Two Chinese Nationals Charged with Fentanyl Trafficking

Del Quentin Wilber and Aurna Viswanatha, Wall Street Journal, October 17, 2017

{snip}

Two Chinese men have been charged with running massive drug networks that manufactured and shipped thousands of doses of the potentially lethal drug fentanyl directly to U.S. consumers.

Deputy Attorney General Rod Rosenstein said in Washington on Tuesday that such dealers were responsible for helping drive an increase in U.S. overdose deaths. More than 20,000 Americans died last year after taking fentanyl, an opioid painkiller that has gained favor among drug users because it is much more powerful than heroin.

“Chinese fentanyl distributors are using the internet to sell fentanyl directly to U.S. customers,” Mr. Rosenstein said. “They use multiple identities to disguise their activities and their shipments and to obscure the trail of profits going back to China.”

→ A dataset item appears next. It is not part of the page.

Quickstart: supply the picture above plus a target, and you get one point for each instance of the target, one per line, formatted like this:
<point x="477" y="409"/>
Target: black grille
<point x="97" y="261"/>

Federal grand juries in Mississippi and North Dakota returned indictments in September against the two Chinese nationals, Xiaobing Yan, 40 years old, and Jian Zhang, 38. The charges were unsealed Monday. Messrs. Yan and Zhang are in China and not in U.S. custody, Justice Department officials said.

{snip}

The Justice Department also announced charges against three Americans allegedly tied to Mr. Zhang’s network: Elizabeth Ton, 26, and Anthony Gomes, 33, of Davie, Fla., and Darius Ghahary 48, of Ramsey, N.J. All three were arrested last week, officials said.

{snip}

Five Canadians have also been indicted. Two of them, Jason Joey Berry and Daniel Vivas Ceron, helped peddle Mr. Zhang’s fentanyl while incarcerated in a medium-security prison in Quebec, Canada, the indictment alleges. An attorney for Messrs. Berry and Ceron couldn’t immediately be located.

{snip}

Mr. Rosenstein said agents first stumbled across Mr. Yan’s network in 2013 after a traffic stop in Mississippi unearthed a drug ring selling synthetic marijuana. During that investigation, U.S. authorities identified Mr. Yan as “a distributor of a multitude of illegal drugs,” including synthetic opioids, Mr. Rosenstein said.

He said authorities determined that Mr. Yan operated websites advertising fentanyl directly to U.S. customers, whom he supplied from at least two chemical plants in China that were capable of producing “ton quantities” of the drug and related compounds.